En el mural denominado “La epopeya de la civilización americana” de José Clemente Orozco (1934) pintado en la Baker Memorial Library (Dartmouth College. New Hampshire), el muralista mexicano ironiza con los genocidios europeos en tierras americanas, la Primera Guerra Mundial y la Conquista, entre otros temas, destaca un panel llamado “Los dioses modernos” en el cual Orozco critica abiertamente a la Universidad y la Academia, haciéndolos de alguna manera, coparticipes de esas muertes: esqueletos togados y con birrete, asisten al parto de otro esqueleto más grande, que ha dado a luz a un pequeño esqueleto, este, también con birrete. No es sólo que la muerte sea un hecho en la vida de la humanidad, o concretamente de nuestra cultura, se trata de un tema transversal en el que las artes y las ciencias participan para formar un criterio de identidad que nos avasalla.

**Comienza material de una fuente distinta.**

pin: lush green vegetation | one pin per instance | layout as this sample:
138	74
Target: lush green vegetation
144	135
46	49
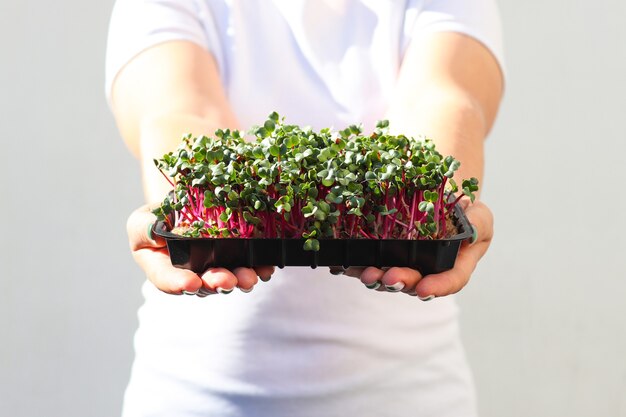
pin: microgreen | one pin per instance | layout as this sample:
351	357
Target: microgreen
294	182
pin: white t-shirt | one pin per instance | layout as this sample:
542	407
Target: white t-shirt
307	343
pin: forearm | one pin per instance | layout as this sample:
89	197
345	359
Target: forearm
155	108
452	119
449	89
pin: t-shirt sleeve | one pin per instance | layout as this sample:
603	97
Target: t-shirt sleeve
479	19
139	24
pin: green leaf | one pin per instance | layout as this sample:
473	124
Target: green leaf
269	126
312	245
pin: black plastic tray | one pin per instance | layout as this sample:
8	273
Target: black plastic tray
427	256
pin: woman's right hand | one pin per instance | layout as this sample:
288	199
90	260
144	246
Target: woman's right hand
150	252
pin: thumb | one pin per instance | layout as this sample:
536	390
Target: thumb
139	228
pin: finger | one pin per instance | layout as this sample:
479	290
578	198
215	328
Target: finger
481	219
159	270
401	279
139	229
264	272
219	280
246	278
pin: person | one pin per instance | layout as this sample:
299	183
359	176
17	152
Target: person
307	343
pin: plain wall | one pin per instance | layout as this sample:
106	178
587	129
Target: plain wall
544	318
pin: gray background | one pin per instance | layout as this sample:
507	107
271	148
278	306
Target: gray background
544	317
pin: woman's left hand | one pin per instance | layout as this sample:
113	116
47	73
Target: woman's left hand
410	281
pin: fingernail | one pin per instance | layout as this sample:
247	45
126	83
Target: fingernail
474	237
203	292
395	287
149	232
374	285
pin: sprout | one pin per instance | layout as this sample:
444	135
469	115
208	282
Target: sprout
296	183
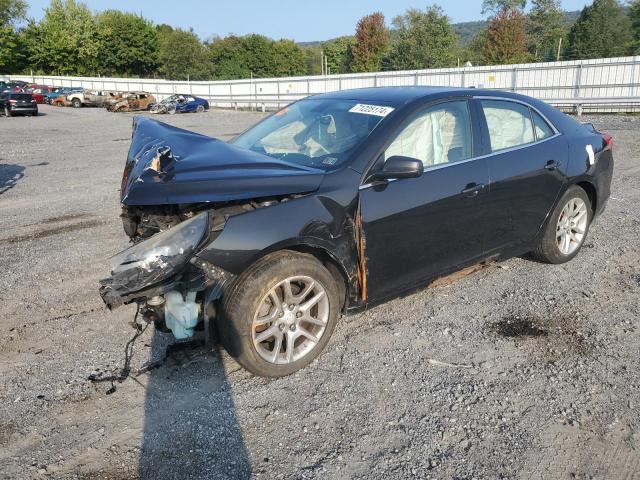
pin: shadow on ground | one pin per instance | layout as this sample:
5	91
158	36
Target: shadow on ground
10	175
190	427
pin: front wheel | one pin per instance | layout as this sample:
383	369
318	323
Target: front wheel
567	228
279	315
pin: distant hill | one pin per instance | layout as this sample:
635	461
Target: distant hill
465	30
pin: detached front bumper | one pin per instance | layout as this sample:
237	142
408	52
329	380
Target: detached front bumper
179	303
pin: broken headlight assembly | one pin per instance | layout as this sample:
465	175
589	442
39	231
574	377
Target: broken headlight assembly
139	269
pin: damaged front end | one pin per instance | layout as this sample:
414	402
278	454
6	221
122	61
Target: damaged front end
164	277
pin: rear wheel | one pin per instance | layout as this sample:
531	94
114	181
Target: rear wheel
279	314
567	228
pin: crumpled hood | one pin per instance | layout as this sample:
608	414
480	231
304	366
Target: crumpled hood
169	165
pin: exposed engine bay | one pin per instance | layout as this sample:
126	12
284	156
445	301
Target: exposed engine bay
142	221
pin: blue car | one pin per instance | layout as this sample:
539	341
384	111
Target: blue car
180	104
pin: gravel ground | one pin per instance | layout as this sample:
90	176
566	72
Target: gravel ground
520	370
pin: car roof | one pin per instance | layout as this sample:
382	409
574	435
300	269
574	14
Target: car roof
406	95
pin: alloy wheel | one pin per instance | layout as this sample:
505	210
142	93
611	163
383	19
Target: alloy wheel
290	320
572	226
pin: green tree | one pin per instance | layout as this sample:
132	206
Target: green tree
288	59
634	16
11	47
338	53
259	55
372	39
181	55
12	12
128	44
474	51
422	39
313	59
602	30
505	41
229	58
494	7
545	28
65	41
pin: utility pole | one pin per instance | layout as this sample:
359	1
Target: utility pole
559	47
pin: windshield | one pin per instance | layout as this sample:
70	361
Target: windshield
315	132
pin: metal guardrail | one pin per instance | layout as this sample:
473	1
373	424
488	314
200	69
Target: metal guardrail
598	84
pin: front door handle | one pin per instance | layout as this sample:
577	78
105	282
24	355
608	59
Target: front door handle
551	165
473	189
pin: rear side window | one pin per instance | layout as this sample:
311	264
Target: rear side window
441	134
543	130
509	124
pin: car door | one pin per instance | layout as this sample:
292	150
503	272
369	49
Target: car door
416	229
526	168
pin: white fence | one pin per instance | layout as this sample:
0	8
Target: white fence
609	84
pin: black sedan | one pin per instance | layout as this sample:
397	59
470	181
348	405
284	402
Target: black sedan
12	103
342	201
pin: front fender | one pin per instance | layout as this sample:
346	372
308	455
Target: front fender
313	221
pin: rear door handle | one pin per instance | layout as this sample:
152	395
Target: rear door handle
551	165
473	189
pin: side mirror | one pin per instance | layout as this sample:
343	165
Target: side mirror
399	167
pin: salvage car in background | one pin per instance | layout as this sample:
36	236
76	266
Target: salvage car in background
342	201
93	98
17	103
38	92
58	95
132	101
180	104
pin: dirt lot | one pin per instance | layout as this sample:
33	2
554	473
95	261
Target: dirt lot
521	370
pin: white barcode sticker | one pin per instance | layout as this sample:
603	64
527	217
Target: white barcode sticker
376	110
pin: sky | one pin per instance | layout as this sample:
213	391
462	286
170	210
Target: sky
299	20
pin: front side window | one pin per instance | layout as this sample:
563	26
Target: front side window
509	124
439	135
320	133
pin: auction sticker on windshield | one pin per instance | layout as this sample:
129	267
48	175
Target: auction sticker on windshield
371	110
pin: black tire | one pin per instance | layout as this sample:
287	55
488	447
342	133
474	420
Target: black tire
548	249
244	297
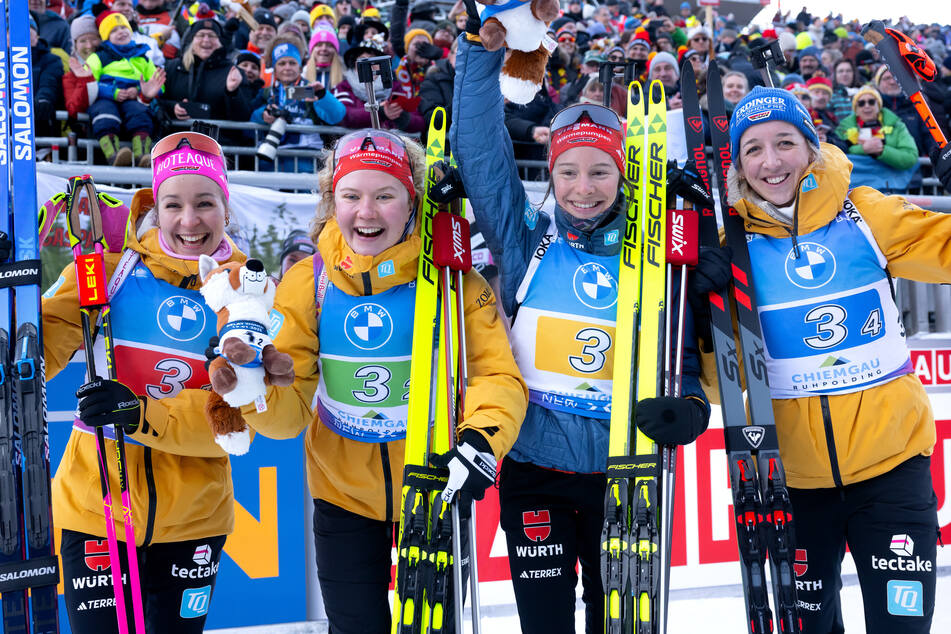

En el infrarrealismo lo tuvimos claro desde el principio, muerte y vida son las dos caras de una misma moneda, más allá de una simple mirada maniquea, nuestra cultura originaria llama al inframundo, mundo, otra realidad paralela con la que se convive, otro cielo, incluso, si se me permite, saber a dónde van nuestros muertos, para saber por dónde han de volver; la tragedia es que nuestros muertos están desaparecidos –literalmente- extraviados, y nosotros sin saber si han encontrado el camino al Mictlán, como Antígonas contemporáneas, sin tener los restos para poderlos enterrar, sin saber si los han devorado las aves o han sido disueltos en ácido; con la complicidad del Estado y sus paleros en la gran mayoría de casos, por eso lo hemos denominado necroderecho.

Hoy resultan irrisorias figuras como el debido proceso, los derechos humanos, el acceso a la justicia, y cuanta parafernalia jurídica pudiera esgrimirse, porque en México se muere con o sin permiso.


No es un mero pesimismo nihilista, pensamos la muerte porque queremos la vida, porque la deseamos fuertemente, porque la defendemos a ultranza, y sí, somos abogados, aunque resulte extraño; y este vitalismo nuestro, que nos ha venido por un chingadazo –así le llamamos a esta toma de conciencia- nos urge a cuestionarnos el cómo nos enseñaron a operar el sistema, el cómo nos adiestraron a no hacer preguntas, el cómo nos amenazan constantemente para alinearnos, y detrás la muerte como castigo probable para el disidente, para el revolucionario, para el crítico; pero es que de otro modo no es vida; por eso la descomplicidad, para no seguir de aquel lado, tomar postura y optar por la vida; esperanzados de encontrar nuevas formas de organizarnos, de ponernos de acuerdo y resolver nuestros conflictos, quizá mirando donde otros no quisieron, más abajo, ahí donde la vida es fiesta, en nuestras comunidades indígenas, donde tiene años reconstruyendo ese camino hacia una muerte que transforma y te une con el cosmos.